Comme un passage de témoin
« -Vous faites quoi, là ?
-Ah… Euh, eh bien… J’avais, comme vous, la tête dans les étoiles !…
-Hmm… Vous avez lu mon livre ?
-« Je veux savoir si je peux réussir à toucher le centre de ma propre tristesse. »
-Surprenant !…
-Oui. Mais ça ne veut pas dire que j’ai tout compris.
-Vous… Vous faites quoi dans la vie… Je veux dire, comme travail ? »

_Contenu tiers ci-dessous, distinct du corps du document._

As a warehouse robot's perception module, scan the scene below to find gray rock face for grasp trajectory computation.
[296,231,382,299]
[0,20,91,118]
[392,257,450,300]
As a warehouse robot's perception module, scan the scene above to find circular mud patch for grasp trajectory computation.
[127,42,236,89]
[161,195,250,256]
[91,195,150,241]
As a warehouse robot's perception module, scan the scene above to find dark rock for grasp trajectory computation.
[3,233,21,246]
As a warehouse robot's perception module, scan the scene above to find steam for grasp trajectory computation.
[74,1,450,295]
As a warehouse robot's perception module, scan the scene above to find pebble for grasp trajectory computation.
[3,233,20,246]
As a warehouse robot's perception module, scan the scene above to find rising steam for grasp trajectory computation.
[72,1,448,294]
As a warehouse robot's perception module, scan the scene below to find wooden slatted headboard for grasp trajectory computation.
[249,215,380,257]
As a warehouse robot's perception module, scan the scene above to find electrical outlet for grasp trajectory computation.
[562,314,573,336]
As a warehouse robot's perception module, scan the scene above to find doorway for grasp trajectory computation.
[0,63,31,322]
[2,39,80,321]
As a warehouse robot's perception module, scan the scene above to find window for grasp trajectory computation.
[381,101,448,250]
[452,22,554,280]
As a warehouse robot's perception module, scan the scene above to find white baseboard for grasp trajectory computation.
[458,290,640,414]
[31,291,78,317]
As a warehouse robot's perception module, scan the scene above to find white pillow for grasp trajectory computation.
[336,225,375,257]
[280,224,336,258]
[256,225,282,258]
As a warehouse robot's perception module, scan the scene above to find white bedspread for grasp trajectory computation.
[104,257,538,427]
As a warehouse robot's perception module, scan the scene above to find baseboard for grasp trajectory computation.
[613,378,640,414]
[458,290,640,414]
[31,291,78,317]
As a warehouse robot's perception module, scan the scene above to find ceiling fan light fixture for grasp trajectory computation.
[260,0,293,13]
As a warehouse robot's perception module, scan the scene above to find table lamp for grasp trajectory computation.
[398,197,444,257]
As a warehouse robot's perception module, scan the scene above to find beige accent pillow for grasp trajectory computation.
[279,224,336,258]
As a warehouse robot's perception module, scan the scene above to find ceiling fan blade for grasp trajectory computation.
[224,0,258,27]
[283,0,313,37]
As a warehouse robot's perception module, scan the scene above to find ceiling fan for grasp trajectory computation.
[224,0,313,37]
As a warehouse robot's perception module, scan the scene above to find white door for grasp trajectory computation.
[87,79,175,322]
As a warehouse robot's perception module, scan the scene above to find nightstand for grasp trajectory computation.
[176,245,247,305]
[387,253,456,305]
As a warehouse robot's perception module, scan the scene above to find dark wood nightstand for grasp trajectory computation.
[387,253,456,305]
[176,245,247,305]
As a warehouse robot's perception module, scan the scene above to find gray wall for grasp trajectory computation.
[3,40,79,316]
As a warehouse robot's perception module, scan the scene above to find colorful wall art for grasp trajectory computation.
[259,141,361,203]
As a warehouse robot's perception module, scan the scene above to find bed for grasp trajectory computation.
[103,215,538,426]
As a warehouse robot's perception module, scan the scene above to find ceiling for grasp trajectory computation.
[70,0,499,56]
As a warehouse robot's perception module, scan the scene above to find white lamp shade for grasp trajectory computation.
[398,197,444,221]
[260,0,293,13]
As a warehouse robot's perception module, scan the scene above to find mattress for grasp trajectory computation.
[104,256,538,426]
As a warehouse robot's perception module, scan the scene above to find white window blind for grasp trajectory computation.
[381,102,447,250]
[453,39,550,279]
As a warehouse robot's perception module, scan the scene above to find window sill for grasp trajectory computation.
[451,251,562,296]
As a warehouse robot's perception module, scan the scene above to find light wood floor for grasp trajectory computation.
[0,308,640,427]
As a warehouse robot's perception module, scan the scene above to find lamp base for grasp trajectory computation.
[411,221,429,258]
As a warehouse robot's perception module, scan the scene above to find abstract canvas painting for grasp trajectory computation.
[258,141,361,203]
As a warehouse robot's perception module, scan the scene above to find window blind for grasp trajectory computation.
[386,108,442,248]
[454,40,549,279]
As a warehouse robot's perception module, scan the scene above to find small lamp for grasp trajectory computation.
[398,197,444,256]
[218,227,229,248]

Camille est serveuse dans un bar. Le boulot ne lui plaît pas plus que ça. Alors, une fois qu’elle a quitté les lieux et les clients alcoolisés, elle rentre chez elle et lit. En ce moment, elle lit La tête dans les étoiles de l’écrivain Roland Mars. Elle sait où il habite et passe pas mal de son temps libre sur un banc en face du gigantesque mur d’enceinte de la maison du philosophe qui, dans son dernier ouvrage, revient sur son parcours de vie et sur l’idée de supranationalité et d’internationalité de l’esprit. Ce questionnement intéresse fortement Camille qui n’a pas connu son père, décédé dans un accident. Un beau jour, ou plutôt un beau soir, Camille et Roland vont se rencontrer. L’écrivain lui propose de l’employer pour du ménage et autres travaux dans son immense maison durant un mois, mais il y a un certain seuil à ne pas dépasser. Camille n’a pas le droit d’aller partout. Si tout se passe bien, Mars devrait l’aider à trouver les réponses à ses questions métaphysiques.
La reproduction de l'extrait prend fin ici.